Alvarado’s efforts earned him the David Allen Memorial Outstanding Student Award. Also earning the accolade was Angela Boyer, a single mother who has taken a full load of classes while volunteering her time in the community and been an active member of Phi Theta Kappa.

Both Alvarado and Boyer were nominated for the awards by Jessica Lorah, a statistics instructor at CMC. Steve White, Alvarado’s soccer coach at CMC, also nominated him for the award.

Lorah wrote that Alvarado has done “phenomenally well” in a difficult class conducted in English, which is not his first language.
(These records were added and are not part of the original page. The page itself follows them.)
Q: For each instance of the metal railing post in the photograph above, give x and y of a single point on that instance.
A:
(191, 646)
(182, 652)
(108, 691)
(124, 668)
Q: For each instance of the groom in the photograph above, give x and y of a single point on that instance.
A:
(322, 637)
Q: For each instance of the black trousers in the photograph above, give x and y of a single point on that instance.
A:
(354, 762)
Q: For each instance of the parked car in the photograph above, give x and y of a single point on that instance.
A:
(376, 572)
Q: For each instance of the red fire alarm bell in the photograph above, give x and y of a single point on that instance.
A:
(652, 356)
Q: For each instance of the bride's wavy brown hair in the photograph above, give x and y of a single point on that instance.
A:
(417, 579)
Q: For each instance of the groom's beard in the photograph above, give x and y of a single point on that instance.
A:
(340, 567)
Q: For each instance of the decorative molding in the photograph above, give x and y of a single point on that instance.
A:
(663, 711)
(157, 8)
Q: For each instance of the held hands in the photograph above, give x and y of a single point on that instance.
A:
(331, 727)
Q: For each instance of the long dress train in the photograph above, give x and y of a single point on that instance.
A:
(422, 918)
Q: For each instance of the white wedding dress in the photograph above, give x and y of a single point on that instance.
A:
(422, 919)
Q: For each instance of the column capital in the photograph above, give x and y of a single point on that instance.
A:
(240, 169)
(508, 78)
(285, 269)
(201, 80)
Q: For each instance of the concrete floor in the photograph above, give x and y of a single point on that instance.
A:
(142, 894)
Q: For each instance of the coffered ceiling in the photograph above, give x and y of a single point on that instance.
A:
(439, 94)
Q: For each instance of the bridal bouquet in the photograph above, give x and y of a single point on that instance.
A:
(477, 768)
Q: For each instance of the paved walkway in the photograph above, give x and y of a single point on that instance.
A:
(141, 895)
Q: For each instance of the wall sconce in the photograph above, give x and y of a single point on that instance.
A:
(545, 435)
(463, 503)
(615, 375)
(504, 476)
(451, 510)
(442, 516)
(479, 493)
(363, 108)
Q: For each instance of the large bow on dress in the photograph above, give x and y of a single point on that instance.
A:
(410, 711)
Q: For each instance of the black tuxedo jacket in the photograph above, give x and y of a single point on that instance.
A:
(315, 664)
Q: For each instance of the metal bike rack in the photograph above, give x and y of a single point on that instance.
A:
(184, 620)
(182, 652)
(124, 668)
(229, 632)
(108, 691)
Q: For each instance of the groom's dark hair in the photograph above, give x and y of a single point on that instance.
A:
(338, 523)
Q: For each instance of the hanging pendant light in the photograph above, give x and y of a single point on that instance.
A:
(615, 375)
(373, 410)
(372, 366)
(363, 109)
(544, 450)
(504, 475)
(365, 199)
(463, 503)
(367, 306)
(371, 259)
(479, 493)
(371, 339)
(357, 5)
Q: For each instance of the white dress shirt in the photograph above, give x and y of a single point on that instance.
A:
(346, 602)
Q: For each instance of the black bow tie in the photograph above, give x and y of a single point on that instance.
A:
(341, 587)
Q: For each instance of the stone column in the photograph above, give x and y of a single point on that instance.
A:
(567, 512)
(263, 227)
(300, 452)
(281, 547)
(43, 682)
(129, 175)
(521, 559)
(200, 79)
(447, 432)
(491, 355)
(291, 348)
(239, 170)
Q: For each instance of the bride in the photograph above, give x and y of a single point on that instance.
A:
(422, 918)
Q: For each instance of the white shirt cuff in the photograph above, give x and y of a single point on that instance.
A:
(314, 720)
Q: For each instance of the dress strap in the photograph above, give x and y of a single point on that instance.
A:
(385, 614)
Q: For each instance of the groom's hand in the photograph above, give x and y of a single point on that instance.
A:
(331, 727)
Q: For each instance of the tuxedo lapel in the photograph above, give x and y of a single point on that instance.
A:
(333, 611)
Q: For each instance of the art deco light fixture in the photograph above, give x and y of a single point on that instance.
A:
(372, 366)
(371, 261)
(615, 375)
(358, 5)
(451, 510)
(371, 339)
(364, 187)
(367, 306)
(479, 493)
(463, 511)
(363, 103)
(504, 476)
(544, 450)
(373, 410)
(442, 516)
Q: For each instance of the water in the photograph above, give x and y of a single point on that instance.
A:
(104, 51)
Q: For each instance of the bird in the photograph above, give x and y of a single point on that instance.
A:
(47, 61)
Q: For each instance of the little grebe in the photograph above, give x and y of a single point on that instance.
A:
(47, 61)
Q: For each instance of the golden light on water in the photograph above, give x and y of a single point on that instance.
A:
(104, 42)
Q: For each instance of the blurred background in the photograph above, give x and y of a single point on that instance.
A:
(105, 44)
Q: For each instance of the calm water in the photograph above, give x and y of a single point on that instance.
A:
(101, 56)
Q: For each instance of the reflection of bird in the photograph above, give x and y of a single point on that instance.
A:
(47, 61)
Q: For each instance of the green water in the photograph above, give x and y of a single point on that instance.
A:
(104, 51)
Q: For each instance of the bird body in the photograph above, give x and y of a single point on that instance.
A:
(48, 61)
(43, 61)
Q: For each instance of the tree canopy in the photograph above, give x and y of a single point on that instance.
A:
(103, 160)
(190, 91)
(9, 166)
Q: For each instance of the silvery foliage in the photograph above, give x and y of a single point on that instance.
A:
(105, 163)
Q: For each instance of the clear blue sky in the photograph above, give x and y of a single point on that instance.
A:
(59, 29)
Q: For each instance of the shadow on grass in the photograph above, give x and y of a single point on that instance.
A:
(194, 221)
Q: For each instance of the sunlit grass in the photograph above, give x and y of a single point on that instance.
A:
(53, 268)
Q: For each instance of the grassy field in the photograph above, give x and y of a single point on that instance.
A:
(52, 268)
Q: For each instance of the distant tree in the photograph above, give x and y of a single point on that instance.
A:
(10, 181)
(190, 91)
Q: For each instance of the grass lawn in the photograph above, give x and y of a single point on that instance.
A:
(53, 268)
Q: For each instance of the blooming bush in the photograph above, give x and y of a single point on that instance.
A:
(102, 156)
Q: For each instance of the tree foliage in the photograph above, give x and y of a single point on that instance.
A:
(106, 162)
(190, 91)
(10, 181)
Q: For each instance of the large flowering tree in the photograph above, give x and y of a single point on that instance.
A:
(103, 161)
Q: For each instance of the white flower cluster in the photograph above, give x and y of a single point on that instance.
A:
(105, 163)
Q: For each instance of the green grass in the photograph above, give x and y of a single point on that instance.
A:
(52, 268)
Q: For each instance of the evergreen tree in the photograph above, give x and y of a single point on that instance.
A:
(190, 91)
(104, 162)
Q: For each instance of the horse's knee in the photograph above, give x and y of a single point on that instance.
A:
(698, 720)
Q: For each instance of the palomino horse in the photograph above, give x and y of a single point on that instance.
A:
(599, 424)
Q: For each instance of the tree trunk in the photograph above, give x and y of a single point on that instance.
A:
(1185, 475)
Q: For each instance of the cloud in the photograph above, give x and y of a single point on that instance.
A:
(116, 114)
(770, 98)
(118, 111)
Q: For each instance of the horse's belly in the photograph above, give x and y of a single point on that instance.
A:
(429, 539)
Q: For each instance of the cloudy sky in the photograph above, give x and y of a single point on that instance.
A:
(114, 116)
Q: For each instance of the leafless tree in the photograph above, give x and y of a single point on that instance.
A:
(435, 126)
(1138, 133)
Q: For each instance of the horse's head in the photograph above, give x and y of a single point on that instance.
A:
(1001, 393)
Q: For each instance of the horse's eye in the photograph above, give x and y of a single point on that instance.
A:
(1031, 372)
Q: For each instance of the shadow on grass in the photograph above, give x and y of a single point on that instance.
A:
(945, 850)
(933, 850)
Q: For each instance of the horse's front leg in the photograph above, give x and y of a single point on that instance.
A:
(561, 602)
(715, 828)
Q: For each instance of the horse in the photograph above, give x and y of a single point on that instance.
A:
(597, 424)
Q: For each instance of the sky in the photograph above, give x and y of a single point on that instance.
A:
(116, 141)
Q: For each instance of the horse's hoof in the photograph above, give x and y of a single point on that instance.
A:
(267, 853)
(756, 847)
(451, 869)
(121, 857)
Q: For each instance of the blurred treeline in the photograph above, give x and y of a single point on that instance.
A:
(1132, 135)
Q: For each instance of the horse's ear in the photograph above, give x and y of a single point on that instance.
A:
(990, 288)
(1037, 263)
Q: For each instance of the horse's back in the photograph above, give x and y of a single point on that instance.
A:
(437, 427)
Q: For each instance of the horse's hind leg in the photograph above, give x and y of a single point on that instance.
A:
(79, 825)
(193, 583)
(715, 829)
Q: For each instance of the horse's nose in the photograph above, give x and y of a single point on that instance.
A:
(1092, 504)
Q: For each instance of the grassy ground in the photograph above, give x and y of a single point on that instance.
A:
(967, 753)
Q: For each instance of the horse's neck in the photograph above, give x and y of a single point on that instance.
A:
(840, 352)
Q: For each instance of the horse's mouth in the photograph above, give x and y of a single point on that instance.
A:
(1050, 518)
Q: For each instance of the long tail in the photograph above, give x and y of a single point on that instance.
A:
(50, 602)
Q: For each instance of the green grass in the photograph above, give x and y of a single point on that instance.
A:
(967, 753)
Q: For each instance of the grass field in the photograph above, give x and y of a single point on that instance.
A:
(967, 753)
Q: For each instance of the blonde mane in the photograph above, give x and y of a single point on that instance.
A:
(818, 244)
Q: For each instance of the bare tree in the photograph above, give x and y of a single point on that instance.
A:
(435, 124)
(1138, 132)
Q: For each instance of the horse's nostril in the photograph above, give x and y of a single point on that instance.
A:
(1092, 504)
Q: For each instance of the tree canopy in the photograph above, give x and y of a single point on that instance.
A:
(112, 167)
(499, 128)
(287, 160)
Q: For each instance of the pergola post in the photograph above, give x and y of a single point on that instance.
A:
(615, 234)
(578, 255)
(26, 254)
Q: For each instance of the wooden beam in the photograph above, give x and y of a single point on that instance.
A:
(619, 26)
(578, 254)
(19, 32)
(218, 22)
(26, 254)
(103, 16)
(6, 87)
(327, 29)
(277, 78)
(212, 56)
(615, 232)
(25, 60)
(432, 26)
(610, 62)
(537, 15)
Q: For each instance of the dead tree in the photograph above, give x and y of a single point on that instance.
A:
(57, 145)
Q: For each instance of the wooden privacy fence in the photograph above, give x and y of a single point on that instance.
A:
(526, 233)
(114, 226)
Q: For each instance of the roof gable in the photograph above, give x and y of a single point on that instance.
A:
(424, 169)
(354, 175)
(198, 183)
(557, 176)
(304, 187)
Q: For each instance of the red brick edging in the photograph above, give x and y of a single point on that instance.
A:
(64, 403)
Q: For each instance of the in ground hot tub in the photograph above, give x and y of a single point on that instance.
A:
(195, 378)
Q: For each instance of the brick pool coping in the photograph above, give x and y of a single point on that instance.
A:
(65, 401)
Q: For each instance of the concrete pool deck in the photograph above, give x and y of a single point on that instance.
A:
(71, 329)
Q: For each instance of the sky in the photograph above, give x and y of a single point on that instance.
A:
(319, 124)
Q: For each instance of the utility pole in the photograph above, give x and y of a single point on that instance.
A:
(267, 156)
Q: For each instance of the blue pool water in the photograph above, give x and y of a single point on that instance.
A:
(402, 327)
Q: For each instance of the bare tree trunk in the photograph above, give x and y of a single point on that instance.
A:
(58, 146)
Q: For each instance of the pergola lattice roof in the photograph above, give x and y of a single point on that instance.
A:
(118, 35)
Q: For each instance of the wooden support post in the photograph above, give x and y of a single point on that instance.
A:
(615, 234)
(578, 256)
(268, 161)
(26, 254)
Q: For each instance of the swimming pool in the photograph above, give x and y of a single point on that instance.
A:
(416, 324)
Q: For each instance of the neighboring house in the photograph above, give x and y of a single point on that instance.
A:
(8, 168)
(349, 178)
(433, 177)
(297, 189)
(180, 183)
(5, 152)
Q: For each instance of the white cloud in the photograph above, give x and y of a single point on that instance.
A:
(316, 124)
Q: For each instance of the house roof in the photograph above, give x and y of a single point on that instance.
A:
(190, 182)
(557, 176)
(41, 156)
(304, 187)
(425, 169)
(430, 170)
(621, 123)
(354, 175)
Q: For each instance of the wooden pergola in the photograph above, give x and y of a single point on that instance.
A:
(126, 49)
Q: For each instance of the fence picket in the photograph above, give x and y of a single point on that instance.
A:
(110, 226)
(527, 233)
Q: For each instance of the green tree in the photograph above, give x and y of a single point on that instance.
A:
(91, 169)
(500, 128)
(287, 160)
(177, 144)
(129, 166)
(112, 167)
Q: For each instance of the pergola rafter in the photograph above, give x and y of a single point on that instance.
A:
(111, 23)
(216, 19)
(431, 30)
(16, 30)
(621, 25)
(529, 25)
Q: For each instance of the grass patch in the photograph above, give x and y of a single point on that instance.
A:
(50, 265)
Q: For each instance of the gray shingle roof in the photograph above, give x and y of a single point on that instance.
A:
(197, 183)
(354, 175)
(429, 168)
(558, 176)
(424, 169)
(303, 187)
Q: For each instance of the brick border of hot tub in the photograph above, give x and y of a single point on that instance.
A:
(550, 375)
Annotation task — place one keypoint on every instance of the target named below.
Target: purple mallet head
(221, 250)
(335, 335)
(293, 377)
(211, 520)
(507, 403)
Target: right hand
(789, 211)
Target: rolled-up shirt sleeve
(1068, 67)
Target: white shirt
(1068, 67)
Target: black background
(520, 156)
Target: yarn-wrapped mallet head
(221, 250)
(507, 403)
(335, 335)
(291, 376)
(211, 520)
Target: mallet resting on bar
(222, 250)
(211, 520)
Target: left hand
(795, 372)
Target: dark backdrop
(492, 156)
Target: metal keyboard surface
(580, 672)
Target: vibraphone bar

Lorah wrote that Alvarado is always willing to help others in class, even “translating what I’ve said into Spanish for another student to better help him understand.”

In another letter of recommendation for Alvarado, White wrote that he has watched “Jorge develop into a confident yet humble individual that has an exceptional focus and work ethic.”

“As his coach, I was able to depend on him to train hard and lead his teammates by example,” White wrote. “His performance on the field was exceptional, but most important he was able to keep perspective that his performance in the classroom was his true purpose at CMC.”

Although Alvarado and Boyer both have a degree in their hands, they aren’t thinking about stopping their education.

Boyer has been accepted by the University of Denver to complete her bachelor’s degree. However, she might decide to stay in the area because of her son and take classes online.

“With the skills that I have gained, now I feel like anything is possible,” Boyer said.

Alvarado also doesn’t want to stop his education.

“I want to keep going and get my bachelor’s,” Alvarado said.